I'm not sure which reaction would be worse for my career, actually.

Alice spent the week at my parents up north and had a great time. I think she might have worn them thin by the end of their time together, though. They looked pretty happy to be driving away from her instead of rushing out of the car like they usually do to see who will get to her first. She looked about two years older and actually got taller in the week we were apart. Seriously, the child is almost half my size and I ain't no shorty. I look at her sometimes and think "wow, she is going to kick ASS when she is a teenager." And then other times I feel bad, because I know her fate: the tallest girl in the grade eight room with a bunch of boys who seem a million years younger and much more immature and who act like little fuckers really. Um yeah. I think I have some leftover resentment.

Anyway, I gotta get back on this blogging horse. How does one get her momentum back after a week of listening to many pontifications on the "future" of the Canadian television industry??? She plants her ass in front of the PVR'd episodes of fantastically non-Canadian programs like Entourage and Big Love.

Tuesday, June 06, 2006

from bliss to barf

I want to say right upfront that I would never try and topple Marla's current reign as gross-out queen. But people, I am warning you now: if you have a weak stomach or possibly are above listening to people talk about barf or have an aversion to listening to ME bitch about anything, move right the fuck along. Like, now.

This past weekend we enjoyed two blissful days on Lake Huron, where my parents have retired. Beautiful sun, cartons of potato salad, other people to look after my child - what could be better? I got a chance to finish a book and eat my face off and watch my daughter soak up the attention of her grandparents, and generally felt much rejuvenated by the time we started the 3 hour drive home. Even Alice cooperated for most of the ride, and I felt like everything was right with the world.

Until about 30 minutes from Toronto where the sun started to turn into a giant ball of smog and the QEW was packed with stupid fuckers on motorbikes and my daughter started whining about "getting out of this car NOW!" And while I tried to close my eyes and go to my happy place of beach and beer and potato salad, she started kicking my chair and shrieking. And of course instead of offering a comforting "we'll be home soon!" I whined right back at her "stop kicking my chair, Alice, and just try to be patient! Remember we talked about PATIENCE??" (I said, barely hanging on myself). Her kicking intensified and when I whipped my head back intending to go all mommy dearest on her, she coughed once and barfed all over herself, the car seat, and my friend sitting in the back seat.
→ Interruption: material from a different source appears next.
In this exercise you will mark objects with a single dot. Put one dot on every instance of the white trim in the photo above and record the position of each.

I felt terrible, of course, because the poor thing was terrified and feeling sick and all I did was yell at her. And of course I couldn't get to her because of the stupid carseat.
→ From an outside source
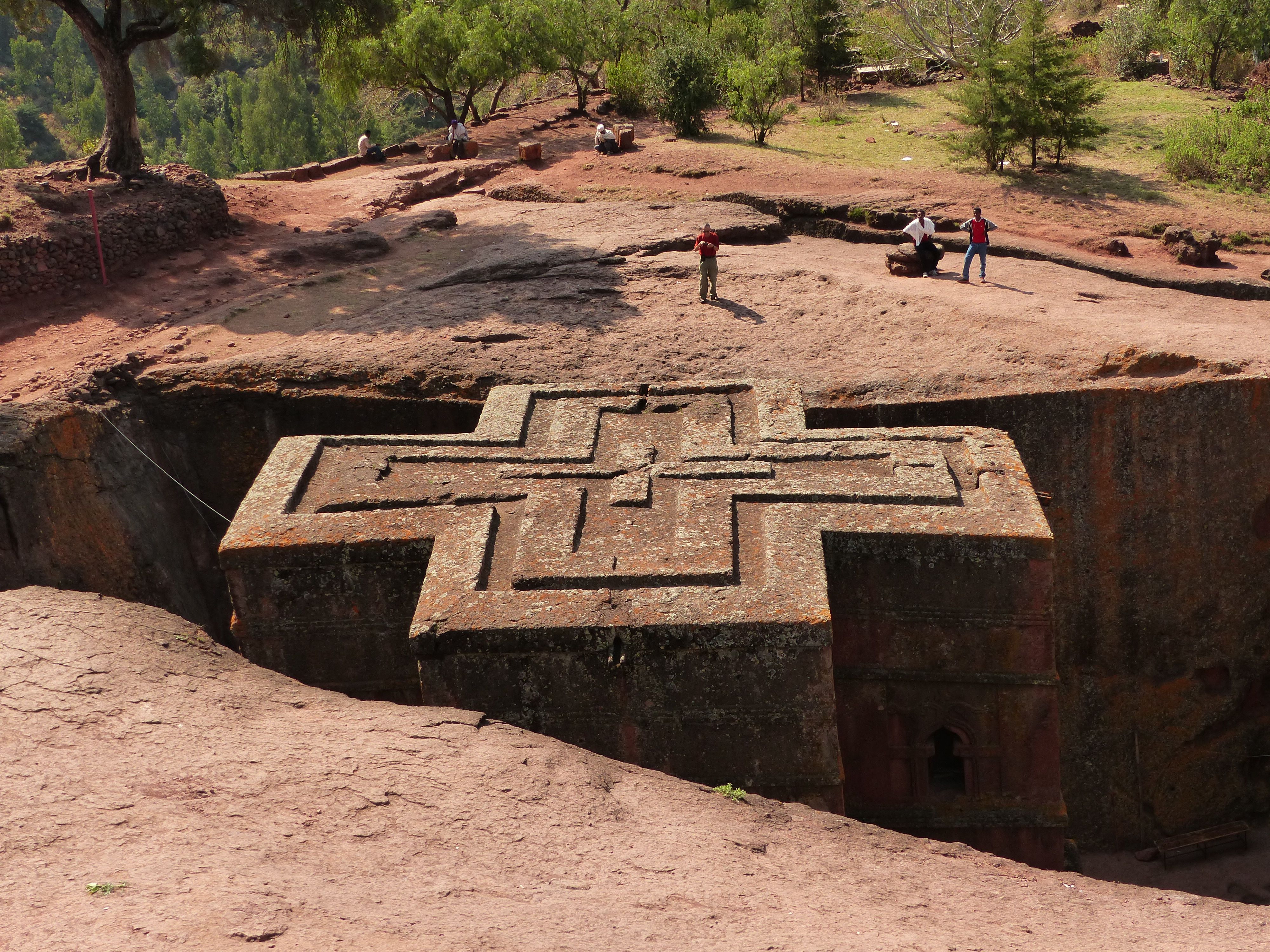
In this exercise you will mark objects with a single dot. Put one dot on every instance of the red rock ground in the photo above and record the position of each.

At this point we were only about 15 minutes from home so it wasn't so bad. Matt started accelerating to get us home faster which put us all more on edge. So I alternated between trying to soothe Alice from my seat with "it's OK sweetie, everything is going to OK" to "good LORD Matt, slow the hell down!" The smell of barf was so intense, and because our luxury 1990 Honda has a) a broken air conditioner and b) windows that are broken and won't go down, it was not pleasant. As soon as we got home I immediately threw her in the bathtub, cleaned her up and hugged her a lot. And after some soup and gingerale, she was good as gold.

I, on the other hand, had lost all memories of the blissed-out weekend. Funny how that happens. You'd think that 15 minutes of pure hell and chaos still couldn't hold a candle to 48 hours of relaxation and rest. But apparently, barf still trumps a holiday anytime.